Questa può essere quindi stata l’occasione di ribadire l’impegno dell’azienda nel tutelare la privacy, mettendo anche contestualmente in cattiva luce non due aziende qualsiasi, ma i suoi due principali concorrenti nel campo del digitale. Due concorrenti che, a differenza di Apple, basano la fetta più grossa dei loro proventi sulla pubblicità che fa sempre più uso dei dati di profilazione, e che per questo sono guardate con sempre maggiore sospetto da utenti, organizzazioni per la difesa dei diritti civili, aziende e anche stati sovrani.
Forse è solo un caso che questo sia avvenuto a giorni di distanza dal quel rapporto trimestrale che per la prima volta da molti anni mostra una importante flessione, tale da comportare il recente e importante crollo delle azioni in borsa. Forse.
Va detto anche che, nonostante la forte e benvenuta presa di posizione, le app incriminate sono rimaste attive per anni senza che Apple ne fosse a conoscenza. L’app Facebook Research sarebbe in circolazione dal 2016 e il programma Google Screenwise Meter è attivo fin dal 2012, nonostante le rassicurazioni di Apple sul fatto che “quel che succede sul tuo iPhone, rimane nel tuo iPhone”, come affermava la pubblicità esposta su un albergo di Las Vegas durante il CES, parafrasando un famoso detto riguardante la città del gioco e del vizio.
Le aziende tech hanno troppo potere?
Indipendentemente dalla validità delle motivazioni di Apple, questo evento suscita una riflessione sull’enorme potere discrezionale che i giganti della tecnologia detengono nel regolare l’utilizzo di servizi diventati ormai parte di un’infrastruttura che regola tutto, dall’organizzazione della vita quotidiana di ciascuno di noi fino alle attività (o esistenza in vita) di aziende e interi comparti economici.

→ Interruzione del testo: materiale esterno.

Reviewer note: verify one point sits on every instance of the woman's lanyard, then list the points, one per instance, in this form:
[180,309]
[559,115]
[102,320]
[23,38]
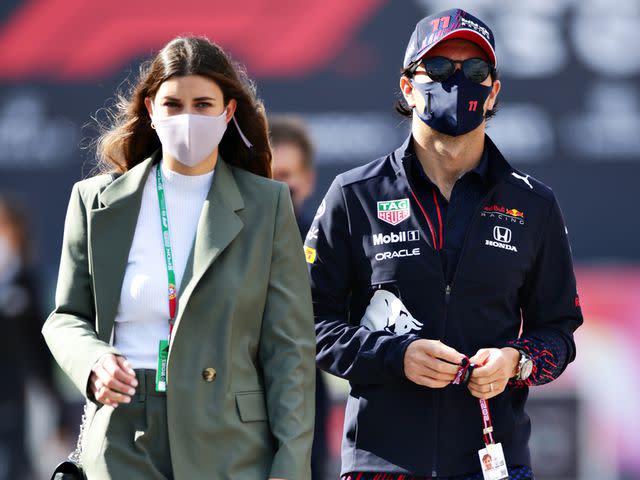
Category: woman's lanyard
[163,348]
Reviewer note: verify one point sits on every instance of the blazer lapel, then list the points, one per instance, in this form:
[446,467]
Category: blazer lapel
[112,226]
[217,227]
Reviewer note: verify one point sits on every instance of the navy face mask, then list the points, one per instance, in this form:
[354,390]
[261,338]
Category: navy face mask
[453,107]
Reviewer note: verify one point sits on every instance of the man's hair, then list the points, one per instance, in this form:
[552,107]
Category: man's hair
[292,129]
[406,111]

I lunghissimi e intricati termini di servizio, che si possono solo accettare o rifiutare in toto, permettono ai fornitori dei servizi una pressoché totale arbitrarietà su cosa si possa e non si possa fare, sulle conseguenze delle violazioni, sulle possibilità e modalità di appello e, in definitiva, sulle regole del gioco, che possono essere riscritte a piacimento.
Se è la prima volta che provvedimenti del genere vengono compiuti su aziende così grandi (e, ripetiamo, indipendentemente dalla validità dei motivi che li hanno scatenati), accade quotidianamente e senza questo clamore che sviluppatori di app, inserzionisti pubblicitari o semplici utenti vengano buttati fuori da piattaforme su cui basano il proprio business e le proprie attività, spesso senza spiegazioni, possibilità di appello, né di comunicare con un rappresentante dell’azienda.
Per Facebook è Google il danno può essere stato molto modesto: un paio di giorni in cui non hanno potuto pubblicare nuove app a uso interno che secondo le aziende non hanno alcuni impatto sui servizi offerti al pubblico. Immaginate però cosa accadrebbe se a essere ritirata fosse l’app che uno spedizioniere utilizza per i propri corrieri, quella usata dai commessi di una catena di negozi o da operai su una linea di produzione…. O che vengano bloccati gli account pubblicitari dai quali dipendono fette importanti del fatturato di molte aziende, o la stessa esistenza in vita di agenzie di marketing e pubblicità.
Questo succede con Apple, ma anche con Facebook, Google e molti altri.
Forse è tempo di cominciare a pensare a queste piattaforme, seppure private, come a infrastrutture essenziali la cui interruzione può provocare conseguenze importanti per la società e per le aziende. E questa riflessione non può essere lasciata all’iniziativa delle stesse aziende private.